RadEdit: Stress-Testing Biomedical Vision Models via Diffusion Image Editing¶

Conference: ECCV 2024
arXiv: 2312.12865
Code: None
Area: Medical Imaging
Keywords: diffusion image editing, stress-testing, dataset shift, chest X-ray, biomedical vision

TL;DR¶

Proposes RadEdit, a diffusion-based medical image editing method that introduces a dual-mask mechanism (edit mask and keep mask) to break spurious correlations in data, generating high-quality synthetic test suites to stress-test the robustness of biomedical vision models against dataset shift.

Background & Motivation¶

Background: Biomedical imaging datasets are typically small and biased, causing the real-world performance of predictive models to be significantly lower than their internal test performance. For instance, none of the hundreds of detection tools developed during the COVID-19 pandemic achieved clinical utility due to methodological flaws and data biases.

Limitations of Prior Work: Existing generative image editing methods (such as LANCE and DiffEdit) suffer from severe limitations in medical image editing. LANCE uses global prompts (no masks), which alters the shape and position of lung boundaries and erroneously removes features that should not be modified (e.g., chest tubes) due to spurious correlations. DiffEdit's automatic mask prediction is inaccurate and produces artifacts at mask boundaries.

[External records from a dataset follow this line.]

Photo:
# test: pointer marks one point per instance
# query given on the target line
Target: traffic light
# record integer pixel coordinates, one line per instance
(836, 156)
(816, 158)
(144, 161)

Key Challenge: Pathological features and clinical interventions frequently co-occur in medical data (e.g., pneumothorax and chest tubes), and diffusion models learn these spurious correlations. When editing, removing one feature consequently removes the other, undermining the controllability of stress testing.

Goal: To precisely control the modified regions during medical image editing while retaining key features that should remain unchanged, thereby generating reliable synthetic datasets to quantify model robustness across three types of dataset shifts (acquisition, presentation, and population shifts).

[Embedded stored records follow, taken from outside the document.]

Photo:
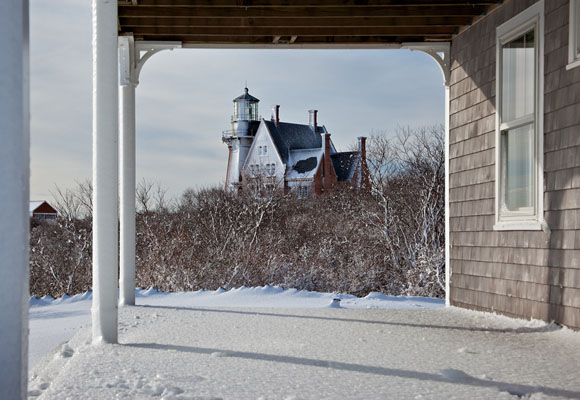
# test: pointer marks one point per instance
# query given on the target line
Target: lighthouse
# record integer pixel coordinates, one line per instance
(245, 122)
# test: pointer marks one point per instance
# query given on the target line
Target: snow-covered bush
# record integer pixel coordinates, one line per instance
(390, 240)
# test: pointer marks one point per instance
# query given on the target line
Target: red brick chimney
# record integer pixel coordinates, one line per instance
(329, 179)
(313, 119)
(276, 114)
(364, 169)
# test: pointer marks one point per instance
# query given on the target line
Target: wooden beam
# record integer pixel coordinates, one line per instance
(301, 40)
(129, 22)
(310, 3)
(301, 12)
(310, 31)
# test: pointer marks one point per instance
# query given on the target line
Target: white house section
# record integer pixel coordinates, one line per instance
(263, 159)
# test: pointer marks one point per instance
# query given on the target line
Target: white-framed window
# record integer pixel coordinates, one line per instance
(574, 40)
(519, 121)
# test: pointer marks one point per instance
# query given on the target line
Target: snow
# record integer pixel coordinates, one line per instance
(270, 343)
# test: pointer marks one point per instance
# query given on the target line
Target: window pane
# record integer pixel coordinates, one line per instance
(518, 76)
(518, 168)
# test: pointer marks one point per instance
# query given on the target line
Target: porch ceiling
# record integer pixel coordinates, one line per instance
(298, 22)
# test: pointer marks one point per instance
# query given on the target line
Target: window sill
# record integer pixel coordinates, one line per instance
(573, 64)
(521, 226)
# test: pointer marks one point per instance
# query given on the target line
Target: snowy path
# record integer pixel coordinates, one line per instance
(185, 351)
(55, 321)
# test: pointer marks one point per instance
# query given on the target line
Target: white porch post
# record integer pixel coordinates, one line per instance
(105, 171)
(127, 185)
(441, 53)
(447, 210)
(14, 198)
(130, 63)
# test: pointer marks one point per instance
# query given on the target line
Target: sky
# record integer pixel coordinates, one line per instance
(184, 99)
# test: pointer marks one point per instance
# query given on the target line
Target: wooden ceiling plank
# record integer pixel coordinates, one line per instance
(129, 22)
(301, 12)
(307, 40)
(311, 31)
(303, 3)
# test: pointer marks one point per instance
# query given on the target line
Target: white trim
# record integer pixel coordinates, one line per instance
(448, 270)
(532, 17)
(440, 52)
(573, 56)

Key Insight: Introduce two types of masks (edit mask and keep mask), restrict CFG solely to the edited region, use unconditional generation outside the edited region for global consistency, and enforce raw pixel restoration in the keep mask region.

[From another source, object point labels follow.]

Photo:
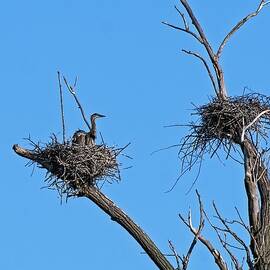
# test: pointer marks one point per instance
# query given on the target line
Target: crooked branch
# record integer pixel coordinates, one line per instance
(72, 91)
(239, 25)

Core Idea: Decouple spurious correlations through a dual-mask mechanism to achieve precise, controllable editing of medical images, systematically diagnosing failure modes of biomedical vision models under various dataset shifts.

Method¶

Overall Architecture¶

RadEdit is based on DDPM inversion and text-guided diffusion model editing. First, a latent diffusion model is trained on multiple chest X-ray datasets (MIMIC-CXR, ChestX-ray8, CheXpert, totaling 487,680 images) using SDXL's VAE and the BioViL-T text encoder. During editing, noise vector sequences are obtained via DDPM inversion, and the edit mask \(m_{\text{edit}}\) and keep mask \(m_{\text{keep}}\) are incorporated during the reverse generation process to control the editing behavior.

Key Designs¶

Dual Mask Mechanism: The core innovation of RadEdit lies in utilizing two masks simultaneously—the edit mask defines the region to be actively modified, while the keep mask defines the region that must remain unchanged. The two masks do not need to be mutually exclusive; uncovered regions allow the diffusion model to adjust freely to ensure global consistency. The core equations are:

\(\epsilon_t = m_{\text{edit}} \odot \epsilon_t^{\text{CFG}} + (1 - m_{\text{edit}}) \odot \epsilon_{\text{uncond},t}\)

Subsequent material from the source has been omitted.